Jetzt neuerdings reden sie immer davon, daß ich sie mal pflegen werde, wenn sie noch älter geworden sind - man hat mich nicht gefragt, ob ich das machen will, sondern schon vorherbestimmt, das es so sein wird! Mir schnürt das alles die Luft ab, ich würde am liebsten einfach verschwinden und nicht mehr leben.
Ich habe schon öfter versucht mit ihnen darüber zu reden, sowohl mit beiden einzeln und zusammen, was mich viel Überwindung gekostet hat. Genützt hat es nichts., es wird einfach alles abgestritten, manchmal frage ich mich schon, ob ich einfach verrückt bin und mir wirklich alles einbilde . Sie sagen dann, was willst du denn, du hast doch alles was man sich wünschen kann, wir meinen es doch nur gut! Aber auf die Idee, daß für mich was anderes gut sein könnte als sie denken kommen sie nicht und wollen das auch nicht hören.
Ist das eigentlich schon emotionale Erpressung was sie machen?
Oder bin ich einfach zu schwach und selber schuld?
Kann man das Rebellieren noch nachholen, auch wenn man schon zehn Jahre zu alt ist? Und wenn ja, wie?
Ich habe absolut keine Idee mehr, wie ich mich und mein Leben gegen die Pläne und Vorstellungen und die Kontrolle meiner Eltern verteidigen soll, alle bisherigen Versuche sind wie gesagt daran gescheitert, daß ich des schrecklichen Familienkrach, der schon bei der leisesten Andeutung losbricht, nicht aushalten kann. Geschwister, mit denen ich mich verbünden könnte habe ich nicht und meine Freunde sagen auch, ich übertreibe (denn ihren gegenüber sind meine eltern zuckersüß)
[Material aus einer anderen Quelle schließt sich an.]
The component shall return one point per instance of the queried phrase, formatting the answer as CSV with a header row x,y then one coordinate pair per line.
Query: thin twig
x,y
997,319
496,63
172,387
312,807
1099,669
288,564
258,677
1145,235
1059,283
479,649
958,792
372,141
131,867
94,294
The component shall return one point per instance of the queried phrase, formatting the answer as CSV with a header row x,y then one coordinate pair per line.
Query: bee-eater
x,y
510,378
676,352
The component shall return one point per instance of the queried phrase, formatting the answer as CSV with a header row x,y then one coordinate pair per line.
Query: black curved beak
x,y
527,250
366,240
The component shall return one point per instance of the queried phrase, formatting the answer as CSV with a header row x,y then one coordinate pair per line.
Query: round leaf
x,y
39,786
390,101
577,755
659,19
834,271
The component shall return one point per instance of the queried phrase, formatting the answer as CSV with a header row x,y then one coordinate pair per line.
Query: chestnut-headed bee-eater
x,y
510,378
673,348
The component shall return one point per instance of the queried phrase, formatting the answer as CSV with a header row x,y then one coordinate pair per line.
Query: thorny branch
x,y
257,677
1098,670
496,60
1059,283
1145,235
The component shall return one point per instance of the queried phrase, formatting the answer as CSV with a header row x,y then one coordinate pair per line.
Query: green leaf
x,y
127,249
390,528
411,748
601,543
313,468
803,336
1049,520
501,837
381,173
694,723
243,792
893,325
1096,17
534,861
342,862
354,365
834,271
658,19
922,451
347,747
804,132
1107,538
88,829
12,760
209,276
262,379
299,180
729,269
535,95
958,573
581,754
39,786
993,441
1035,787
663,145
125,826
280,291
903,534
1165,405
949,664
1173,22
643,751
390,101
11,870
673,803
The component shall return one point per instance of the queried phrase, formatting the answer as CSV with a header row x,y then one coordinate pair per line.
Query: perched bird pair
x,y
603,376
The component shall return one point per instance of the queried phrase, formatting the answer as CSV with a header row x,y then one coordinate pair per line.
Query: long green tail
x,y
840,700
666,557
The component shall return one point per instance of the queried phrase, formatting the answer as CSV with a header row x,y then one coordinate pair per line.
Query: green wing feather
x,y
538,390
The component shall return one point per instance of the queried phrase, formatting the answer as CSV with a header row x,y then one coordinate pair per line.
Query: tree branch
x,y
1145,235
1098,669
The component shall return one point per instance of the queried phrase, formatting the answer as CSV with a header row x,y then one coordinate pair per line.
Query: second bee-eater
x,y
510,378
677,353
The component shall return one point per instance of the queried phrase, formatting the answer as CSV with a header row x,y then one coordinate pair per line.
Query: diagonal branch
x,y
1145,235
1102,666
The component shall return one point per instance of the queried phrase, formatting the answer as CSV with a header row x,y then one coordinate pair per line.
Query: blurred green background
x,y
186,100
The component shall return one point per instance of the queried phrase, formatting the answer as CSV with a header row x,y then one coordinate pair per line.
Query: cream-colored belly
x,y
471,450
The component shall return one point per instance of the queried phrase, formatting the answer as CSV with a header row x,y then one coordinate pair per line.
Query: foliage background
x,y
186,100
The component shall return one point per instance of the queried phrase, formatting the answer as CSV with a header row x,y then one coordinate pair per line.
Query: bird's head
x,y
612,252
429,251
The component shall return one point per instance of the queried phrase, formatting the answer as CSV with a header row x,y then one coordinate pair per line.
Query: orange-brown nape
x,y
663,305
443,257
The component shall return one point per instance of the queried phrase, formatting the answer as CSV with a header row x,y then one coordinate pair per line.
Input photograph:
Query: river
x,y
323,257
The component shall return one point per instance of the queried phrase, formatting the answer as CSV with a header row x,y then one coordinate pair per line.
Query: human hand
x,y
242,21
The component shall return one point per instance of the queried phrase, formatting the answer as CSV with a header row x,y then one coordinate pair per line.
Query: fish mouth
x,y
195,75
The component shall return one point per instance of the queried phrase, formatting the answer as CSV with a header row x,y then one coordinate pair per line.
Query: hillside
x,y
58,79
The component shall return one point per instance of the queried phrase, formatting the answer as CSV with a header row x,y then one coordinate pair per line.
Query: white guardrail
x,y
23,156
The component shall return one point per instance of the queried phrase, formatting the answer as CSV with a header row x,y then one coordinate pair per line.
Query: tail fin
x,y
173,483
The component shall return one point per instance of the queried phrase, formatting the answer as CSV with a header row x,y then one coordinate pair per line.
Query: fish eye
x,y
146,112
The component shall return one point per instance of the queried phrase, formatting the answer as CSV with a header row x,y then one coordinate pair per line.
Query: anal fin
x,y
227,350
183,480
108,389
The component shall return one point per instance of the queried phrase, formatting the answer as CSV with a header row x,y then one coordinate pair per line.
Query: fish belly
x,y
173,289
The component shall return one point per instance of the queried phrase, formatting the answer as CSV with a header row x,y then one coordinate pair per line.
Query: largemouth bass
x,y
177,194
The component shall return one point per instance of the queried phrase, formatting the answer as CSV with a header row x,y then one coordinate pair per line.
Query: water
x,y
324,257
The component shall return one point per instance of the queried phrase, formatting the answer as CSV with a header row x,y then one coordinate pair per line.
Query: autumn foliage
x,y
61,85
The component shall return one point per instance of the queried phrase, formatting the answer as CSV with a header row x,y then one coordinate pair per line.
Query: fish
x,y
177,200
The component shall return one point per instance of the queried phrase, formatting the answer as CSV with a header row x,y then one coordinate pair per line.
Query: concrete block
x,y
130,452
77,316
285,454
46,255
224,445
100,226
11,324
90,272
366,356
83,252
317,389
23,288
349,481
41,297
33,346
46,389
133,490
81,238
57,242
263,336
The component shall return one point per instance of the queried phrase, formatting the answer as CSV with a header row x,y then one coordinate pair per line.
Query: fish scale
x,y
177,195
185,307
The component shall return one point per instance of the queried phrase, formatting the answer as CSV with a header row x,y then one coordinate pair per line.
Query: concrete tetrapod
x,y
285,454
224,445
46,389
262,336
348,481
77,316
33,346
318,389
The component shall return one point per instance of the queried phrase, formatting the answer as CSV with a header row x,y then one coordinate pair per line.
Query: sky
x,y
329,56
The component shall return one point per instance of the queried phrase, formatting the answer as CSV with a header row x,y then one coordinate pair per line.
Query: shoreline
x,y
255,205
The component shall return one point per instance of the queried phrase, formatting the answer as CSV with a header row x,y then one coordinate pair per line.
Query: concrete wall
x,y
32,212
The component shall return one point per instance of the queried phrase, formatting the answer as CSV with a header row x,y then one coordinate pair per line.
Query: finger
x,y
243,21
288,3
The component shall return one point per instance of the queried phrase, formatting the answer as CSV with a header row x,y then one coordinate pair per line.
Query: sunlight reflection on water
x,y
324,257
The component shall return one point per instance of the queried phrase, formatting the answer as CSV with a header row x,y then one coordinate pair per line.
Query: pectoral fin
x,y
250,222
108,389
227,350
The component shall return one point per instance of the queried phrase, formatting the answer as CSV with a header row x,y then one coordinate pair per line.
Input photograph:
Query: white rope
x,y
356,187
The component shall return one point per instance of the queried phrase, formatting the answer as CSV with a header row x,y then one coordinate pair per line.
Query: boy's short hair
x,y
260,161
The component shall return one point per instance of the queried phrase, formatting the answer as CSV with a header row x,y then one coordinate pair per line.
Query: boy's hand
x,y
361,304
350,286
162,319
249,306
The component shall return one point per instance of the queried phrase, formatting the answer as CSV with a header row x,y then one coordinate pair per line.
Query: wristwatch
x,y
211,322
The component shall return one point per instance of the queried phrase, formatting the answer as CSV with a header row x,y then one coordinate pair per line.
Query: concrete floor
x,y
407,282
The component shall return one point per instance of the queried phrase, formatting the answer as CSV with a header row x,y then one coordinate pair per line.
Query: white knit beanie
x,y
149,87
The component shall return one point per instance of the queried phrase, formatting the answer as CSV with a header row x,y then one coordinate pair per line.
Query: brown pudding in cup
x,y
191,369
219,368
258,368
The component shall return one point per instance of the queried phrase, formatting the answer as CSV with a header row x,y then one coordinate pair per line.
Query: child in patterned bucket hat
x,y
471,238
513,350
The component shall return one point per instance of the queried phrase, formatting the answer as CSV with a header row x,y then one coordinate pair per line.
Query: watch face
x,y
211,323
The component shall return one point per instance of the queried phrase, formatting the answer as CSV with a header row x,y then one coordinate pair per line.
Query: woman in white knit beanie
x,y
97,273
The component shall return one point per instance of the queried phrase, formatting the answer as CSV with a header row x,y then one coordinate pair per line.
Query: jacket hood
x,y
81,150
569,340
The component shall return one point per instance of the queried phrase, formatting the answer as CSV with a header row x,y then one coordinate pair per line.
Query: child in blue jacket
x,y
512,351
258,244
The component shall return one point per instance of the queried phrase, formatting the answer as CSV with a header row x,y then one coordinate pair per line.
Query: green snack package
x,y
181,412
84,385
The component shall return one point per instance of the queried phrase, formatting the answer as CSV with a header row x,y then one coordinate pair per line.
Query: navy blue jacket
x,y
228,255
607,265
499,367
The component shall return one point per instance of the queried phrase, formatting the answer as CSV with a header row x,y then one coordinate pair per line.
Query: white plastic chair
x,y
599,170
Kann es sein, das meine Eltern mich auch nur deshalb so behandeln, weil ich adoptiert bin? Sie behaupten immer, daß sie mich lieben und nur mein bestes wollen, aber ich habe das Gefühl, es ist eine ziemlich berechnende und kontrollierende Liebe, die sie mir schenken.
Ich bin meinen Eltern sehr sehr dankbar für alles was sie für mich getan haben aber das verpflichtet mich nicht, nach ihren Vorstellungen zu leben. so wie bis jetzt oder doch?
Viele Fragen, sorry. Es wäre ganz toll, wenn ich eine Meinung dazu hören könnte. Tausend Dank!

Anwort von Sabine

Hallo!
Mein erster Gedanke war: starte jetzt oder nie.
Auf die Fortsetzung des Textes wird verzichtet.